I’ve got a confession to make: I don’t think that the original run of Friday the 13th movies were really all that great. Don’t get me wrong, the movies are a lot of fun and together add up to a franchise that is far greater than the sum of its parts. The first two movies are really interesting in how they deviate from the not-quite established slasher formula of the time. Part III (1982) is easily one of the better movies from that whole cycle, and The Final Chapter (1984) is as solid an entry into subgenre as they come. Even A New Beginning (1985), despite being a terrible movie, doesn’t get the credit it deserves for trying to move the franchise forward in an interesting new direction (that’s actually in keeping with the conceit of the very first movie).
The best of the bunch by a country mile, however, is the often underappreciated sixth movie in the franchise, Jason Lives (1986), which closes out the Tommy Jarvis trilogy that began with The Final Chapter and opens the later-day sequels, each of which tried to outdo that retroactively tame-seeming premise of its immediate predecessor. This places it at the crossroads of the “good” series entries and the “fun” ones.
Having largely recovered from the trauma of killing the infamous Crystal Lake killer as a kid, Tommy Jarvis goes to Jason’s grave for one final cathartic look at the man who ruined his life. After digging up his grave and mutilating his body with a spike, a chance bolt of lighting strikes his corpse and revives him as a murderous zombie. Trapped in a town that willfully tries to forget its bloody past, Tommy must rally what little help he can find to put Jason to rest once and for all.
While the previous Friday the 13th movies were most straight-laced horror films about hapless teens finding themselves in the crosshairs of a decidedly human killer, Jason Lives is a major departure for the franchise. Its blend of horror and slapstick comedy plays out a lot closer to Scream (1996) that it does to the original Friday the 13th (1980) and Jason’s nonsensical revival is more in line with movies like A Nightmare on Elm Street (1984) than it does with Halloween (1978). Between an opening sequence that directly parodies the intro to a James Bond movie, self-referential dialog spoken by characters who have obviously seen a horror movie at some point in their life and groan-worthy puns that serve as an oddly satisfying counterpoint to the bloodier and more elaborate kills (that have now entirely abandoned any semblance of realism), the movie is bound to satisfy any viewer, no matter where they fall on the horror-comedy spectrum.
It’s interesting to note, six movies into the franchise, that for a series perpetually set at a summer camp for children, the only child ever imperiled by Jason was Tommy Jarvis in the fourth movie: the kid brother of a vacationing teen and who notably was not attending the nearby camp for the summer. Jason Lives‘ second major change to the series (after reviving its iconic antagonist), was to make the same leap that Jurassic Park (1993) did in leading into Jurassic World (2015): bringing us to a fully-functioning, fully-stocked summer camp where teen counselors need to look after their young wards even as they themselves need to find ways to evade the now-undead killer. And while it’s a shame that relatively little of the film’s run-time is set at “Camp Blood,’ instead preferring to stalk the neighboring woods for adult victims, it does serve as a visceral stakes raise in the third act and a satisfying backdrop for the film’s excellent finale.
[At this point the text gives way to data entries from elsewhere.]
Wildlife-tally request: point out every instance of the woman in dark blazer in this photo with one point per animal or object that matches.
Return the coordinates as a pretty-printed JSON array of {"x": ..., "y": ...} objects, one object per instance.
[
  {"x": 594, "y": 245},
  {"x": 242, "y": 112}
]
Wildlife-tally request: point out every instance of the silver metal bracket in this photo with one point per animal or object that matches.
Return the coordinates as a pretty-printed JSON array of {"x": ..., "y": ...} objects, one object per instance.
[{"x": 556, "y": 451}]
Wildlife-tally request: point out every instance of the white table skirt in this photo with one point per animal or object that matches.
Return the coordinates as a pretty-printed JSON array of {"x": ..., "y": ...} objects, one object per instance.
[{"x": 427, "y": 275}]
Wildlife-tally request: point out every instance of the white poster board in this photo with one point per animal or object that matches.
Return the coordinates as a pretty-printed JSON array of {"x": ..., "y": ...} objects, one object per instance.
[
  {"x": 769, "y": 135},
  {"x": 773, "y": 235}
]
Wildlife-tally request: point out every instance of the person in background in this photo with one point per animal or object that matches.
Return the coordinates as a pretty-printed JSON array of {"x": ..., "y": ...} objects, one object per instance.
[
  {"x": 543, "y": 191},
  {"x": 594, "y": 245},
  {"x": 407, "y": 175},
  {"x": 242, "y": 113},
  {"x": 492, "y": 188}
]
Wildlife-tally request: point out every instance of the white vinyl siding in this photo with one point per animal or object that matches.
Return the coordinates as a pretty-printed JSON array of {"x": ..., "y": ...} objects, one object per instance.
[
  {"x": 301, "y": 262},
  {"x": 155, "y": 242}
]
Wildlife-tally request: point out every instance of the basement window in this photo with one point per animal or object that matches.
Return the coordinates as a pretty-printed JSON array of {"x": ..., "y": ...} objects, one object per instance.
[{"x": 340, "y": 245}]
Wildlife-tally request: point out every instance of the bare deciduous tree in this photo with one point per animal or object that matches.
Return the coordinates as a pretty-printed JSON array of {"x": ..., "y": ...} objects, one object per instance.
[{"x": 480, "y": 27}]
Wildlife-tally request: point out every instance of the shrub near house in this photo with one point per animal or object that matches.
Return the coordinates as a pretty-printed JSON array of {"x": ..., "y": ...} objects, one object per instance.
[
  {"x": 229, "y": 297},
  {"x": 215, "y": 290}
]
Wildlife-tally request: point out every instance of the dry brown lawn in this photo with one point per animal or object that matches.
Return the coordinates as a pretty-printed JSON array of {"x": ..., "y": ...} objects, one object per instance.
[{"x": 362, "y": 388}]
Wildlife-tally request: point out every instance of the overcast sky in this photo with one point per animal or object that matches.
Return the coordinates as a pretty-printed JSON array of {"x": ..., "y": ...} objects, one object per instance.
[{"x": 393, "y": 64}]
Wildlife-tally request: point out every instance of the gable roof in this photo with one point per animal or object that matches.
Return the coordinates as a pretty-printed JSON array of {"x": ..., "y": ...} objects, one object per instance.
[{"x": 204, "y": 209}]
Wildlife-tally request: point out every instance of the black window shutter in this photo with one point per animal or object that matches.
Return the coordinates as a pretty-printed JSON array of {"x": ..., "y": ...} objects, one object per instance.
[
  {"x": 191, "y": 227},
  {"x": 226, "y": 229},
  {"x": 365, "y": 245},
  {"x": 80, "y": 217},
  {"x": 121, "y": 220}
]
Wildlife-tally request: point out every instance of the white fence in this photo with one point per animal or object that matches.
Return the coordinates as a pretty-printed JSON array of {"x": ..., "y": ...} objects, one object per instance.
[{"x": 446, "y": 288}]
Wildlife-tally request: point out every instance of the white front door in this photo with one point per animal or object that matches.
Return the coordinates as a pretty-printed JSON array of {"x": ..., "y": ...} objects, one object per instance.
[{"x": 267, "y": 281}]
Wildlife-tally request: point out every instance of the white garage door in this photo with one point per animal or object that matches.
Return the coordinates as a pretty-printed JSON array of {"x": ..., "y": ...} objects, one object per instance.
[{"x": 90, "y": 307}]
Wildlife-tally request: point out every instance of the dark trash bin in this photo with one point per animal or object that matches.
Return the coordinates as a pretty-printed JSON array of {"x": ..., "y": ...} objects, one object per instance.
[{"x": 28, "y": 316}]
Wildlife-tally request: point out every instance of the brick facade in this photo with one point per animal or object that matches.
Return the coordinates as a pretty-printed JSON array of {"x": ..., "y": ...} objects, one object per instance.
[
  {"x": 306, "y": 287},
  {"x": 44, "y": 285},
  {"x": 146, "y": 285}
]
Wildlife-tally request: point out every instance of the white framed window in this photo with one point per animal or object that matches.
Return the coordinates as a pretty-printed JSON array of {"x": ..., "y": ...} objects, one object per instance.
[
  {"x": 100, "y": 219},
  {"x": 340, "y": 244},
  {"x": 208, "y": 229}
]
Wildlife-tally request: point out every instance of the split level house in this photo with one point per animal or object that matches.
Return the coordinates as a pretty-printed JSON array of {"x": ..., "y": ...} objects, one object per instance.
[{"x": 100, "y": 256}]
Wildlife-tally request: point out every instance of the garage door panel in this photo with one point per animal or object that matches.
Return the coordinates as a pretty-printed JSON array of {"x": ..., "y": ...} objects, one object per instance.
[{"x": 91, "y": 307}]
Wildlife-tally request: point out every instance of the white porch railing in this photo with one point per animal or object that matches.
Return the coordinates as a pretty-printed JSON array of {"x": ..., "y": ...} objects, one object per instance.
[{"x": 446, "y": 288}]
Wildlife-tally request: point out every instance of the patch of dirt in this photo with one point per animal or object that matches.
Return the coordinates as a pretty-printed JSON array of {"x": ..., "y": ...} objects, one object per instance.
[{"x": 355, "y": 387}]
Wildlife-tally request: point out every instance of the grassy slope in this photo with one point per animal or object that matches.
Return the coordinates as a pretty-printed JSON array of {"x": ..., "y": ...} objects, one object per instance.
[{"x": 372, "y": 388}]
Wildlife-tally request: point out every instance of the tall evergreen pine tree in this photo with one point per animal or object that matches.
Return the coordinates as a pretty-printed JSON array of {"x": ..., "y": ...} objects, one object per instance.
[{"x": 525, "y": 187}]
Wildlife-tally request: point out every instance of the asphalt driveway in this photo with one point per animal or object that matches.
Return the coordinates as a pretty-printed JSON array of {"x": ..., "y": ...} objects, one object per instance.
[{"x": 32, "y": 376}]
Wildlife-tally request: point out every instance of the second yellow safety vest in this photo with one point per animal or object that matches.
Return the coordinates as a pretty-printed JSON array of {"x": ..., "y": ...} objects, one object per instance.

When it comes right down to its, Jason Lives isn’t all that complicated of a film. It takes the series in a decidedly supernatural direction, mixes in a fair bit of dark humor and plows full steam ahead with its sanguine premise with more skill and scale than any of its predecessors. Simply being the best version of the exact kind of movie it was always trying to be was enough for this fan-favorite meatgrinder.